Ross closed the passenger door and the truck rolled down the drive. Ross squinted through the headlights and waved, and then shuffled up to the front door. In the house, Ross kicked his shoes off, and turning to the interior, Ryan was there in front of the steps to push him as hard as he could. Ross stumbled back, his socks slipping on the hardwood for a moment before the sweat caught him.
“Hey, what the hell you little mutant!” Ross snarled.
Ryan pushed him again. Ross pushed back, and Ryan fell over onto the carpeted staircase. That was when Ross saw the tears in the corner of Ryan’s eyes, his jaw quivering. The boy sniffed hard and it was a wet one. He was about ready to pop like a water balloon.
“What?” Ross demanded.
Ryan’s face twisted with anger and sorrow in equal measure. “Let’s go to the woods! Let’s go look for it! ‘Don’t be so afraid, Ryan’! That’s what you said!”
Ross’ shoulders sank. He opened his mouth, but it hung open, as he had no comeback.
“Well I am afraid Ross! I’m sorry I’m not some cool teenager like you. I’m just a kid and things scare me! I’m scared of normal stupid stuff like tornados and dangerous animals all the time; I know those things are like a one in a million chance, but this is freaking me out! We were nearly monster chow tonight and you dragged me right onto the dinner plate with you!”

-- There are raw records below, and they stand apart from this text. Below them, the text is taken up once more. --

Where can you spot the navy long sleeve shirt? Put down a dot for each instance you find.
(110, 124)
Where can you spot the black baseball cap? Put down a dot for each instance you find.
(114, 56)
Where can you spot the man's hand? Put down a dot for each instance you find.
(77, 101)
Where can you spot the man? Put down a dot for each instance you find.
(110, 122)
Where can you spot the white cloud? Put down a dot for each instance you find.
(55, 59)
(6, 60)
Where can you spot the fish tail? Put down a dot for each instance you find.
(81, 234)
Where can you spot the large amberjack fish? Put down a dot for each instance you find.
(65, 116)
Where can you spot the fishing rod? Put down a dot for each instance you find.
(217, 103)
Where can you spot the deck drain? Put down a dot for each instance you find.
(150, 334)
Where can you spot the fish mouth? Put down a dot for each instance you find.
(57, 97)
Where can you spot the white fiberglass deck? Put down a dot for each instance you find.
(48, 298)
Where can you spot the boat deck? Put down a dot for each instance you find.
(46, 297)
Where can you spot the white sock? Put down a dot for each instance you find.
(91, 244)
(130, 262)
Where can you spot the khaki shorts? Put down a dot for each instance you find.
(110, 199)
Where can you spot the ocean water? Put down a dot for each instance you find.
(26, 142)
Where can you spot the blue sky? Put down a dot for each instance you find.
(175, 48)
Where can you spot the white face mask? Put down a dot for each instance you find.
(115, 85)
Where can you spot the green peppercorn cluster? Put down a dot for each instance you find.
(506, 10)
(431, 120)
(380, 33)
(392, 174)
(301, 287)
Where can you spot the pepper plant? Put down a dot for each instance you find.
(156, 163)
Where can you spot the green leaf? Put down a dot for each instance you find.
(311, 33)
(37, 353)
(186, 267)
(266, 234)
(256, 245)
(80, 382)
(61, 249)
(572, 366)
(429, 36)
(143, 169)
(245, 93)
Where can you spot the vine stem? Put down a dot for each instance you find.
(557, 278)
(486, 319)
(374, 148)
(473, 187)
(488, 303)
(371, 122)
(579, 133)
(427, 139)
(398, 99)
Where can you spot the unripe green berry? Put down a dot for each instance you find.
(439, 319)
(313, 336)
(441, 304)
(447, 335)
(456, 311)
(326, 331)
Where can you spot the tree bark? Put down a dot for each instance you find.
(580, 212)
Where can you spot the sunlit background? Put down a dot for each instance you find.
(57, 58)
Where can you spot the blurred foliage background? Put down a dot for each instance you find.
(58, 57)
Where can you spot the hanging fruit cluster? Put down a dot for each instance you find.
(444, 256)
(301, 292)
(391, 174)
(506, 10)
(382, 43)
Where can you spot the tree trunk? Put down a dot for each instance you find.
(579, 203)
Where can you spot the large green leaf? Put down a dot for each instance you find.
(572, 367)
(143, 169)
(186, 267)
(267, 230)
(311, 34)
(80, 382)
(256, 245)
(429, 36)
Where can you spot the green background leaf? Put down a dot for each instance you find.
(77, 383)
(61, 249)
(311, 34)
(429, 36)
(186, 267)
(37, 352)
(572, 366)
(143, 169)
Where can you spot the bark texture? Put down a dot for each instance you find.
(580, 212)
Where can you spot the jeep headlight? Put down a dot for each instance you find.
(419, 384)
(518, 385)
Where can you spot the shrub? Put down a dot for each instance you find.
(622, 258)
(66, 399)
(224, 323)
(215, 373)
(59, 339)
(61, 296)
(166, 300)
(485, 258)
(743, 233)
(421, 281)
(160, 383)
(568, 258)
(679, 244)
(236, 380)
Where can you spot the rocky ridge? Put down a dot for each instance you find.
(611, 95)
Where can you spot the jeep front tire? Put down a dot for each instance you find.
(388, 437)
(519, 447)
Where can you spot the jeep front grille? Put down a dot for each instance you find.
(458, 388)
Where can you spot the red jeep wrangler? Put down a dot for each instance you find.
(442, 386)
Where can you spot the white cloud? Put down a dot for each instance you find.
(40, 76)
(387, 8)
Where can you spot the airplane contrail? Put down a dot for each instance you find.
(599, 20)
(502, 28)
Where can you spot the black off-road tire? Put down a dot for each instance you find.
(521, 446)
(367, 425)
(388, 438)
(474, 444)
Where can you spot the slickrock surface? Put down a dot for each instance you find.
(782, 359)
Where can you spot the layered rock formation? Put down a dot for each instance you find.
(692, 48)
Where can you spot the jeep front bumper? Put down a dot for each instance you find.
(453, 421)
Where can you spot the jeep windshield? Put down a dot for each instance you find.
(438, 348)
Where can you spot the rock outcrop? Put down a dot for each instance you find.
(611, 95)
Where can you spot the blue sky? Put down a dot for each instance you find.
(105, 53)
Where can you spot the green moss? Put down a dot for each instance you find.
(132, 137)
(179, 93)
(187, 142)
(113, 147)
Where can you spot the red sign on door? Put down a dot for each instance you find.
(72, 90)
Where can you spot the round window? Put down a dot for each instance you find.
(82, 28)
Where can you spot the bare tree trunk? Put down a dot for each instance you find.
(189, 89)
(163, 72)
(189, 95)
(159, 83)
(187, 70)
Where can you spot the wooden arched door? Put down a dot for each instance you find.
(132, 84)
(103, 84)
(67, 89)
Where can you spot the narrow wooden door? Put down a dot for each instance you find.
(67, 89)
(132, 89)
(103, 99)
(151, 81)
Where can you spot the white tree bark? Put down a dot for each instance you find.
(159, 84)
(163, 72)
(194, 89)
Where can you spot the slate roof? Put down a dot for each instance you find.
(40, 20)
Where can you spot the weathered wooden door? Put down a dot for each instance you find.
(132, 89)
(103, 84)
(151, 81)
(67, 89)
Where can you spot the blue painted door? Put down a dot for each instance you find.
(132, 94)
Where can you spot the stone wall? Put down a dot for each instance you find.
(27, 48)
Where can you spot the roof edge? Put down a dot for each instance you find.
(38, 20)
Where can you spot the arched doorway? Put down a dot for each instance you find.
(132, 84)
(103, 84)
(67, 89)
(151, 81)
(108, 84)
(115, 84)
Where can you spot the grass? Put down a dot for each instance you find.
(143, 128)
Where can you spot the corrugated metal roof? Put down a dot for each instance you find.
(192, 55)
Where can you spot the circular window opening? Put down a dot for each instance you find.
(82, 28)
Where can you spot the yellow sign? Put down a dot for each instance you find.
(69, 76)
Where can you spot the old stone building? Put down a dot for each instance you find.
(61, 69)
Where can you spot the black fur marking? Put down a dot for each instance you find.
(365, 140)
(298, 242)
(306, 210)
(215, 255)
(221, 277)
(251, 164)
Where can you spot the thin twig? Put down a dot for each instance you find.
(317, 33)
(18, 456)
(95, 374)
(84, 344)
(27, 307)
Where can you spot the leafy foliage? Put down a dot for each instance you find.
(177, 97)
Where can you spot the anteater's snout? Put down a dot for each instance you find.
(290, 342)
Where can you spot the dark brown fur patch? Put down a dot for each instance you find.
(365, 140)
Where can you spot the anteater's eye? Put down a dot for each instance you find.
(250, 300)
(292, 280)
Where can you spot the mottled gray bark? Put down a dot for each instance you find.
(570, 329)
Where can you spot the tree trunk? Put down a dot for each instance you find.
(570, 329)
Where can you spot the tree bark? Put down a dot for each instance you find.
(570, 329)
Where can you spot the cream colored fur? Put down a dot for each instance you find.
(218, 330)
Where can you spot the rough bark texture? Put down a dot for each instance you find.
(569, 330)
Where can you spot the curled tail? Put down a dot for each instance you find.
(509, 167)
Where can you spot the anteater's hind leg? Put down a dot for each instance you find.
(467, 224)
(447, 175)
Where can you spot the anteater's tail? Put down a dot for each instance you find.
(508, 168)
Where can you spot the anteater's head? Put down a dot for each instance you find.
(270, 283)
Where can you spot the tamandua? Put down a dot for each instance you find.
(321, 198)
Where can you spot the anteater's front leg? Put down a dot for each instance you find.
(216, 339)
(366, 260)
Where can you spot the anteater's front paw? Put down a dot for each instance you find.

“Hey you didn’t have to come!” Ross snapped.
“Yes I did! Fuck you, Ross!”
Ryan stomped upstairs and slammed the bathroom door. Ross bit his lip when he heard the shower turn on, and Ryan cried out, just loud enough over the sound of the rushing water that Ross could hear. His heart sank. When Ryan finished his shower, he went to his room and slammed that door too. The two didn’t speak for the rest of the night.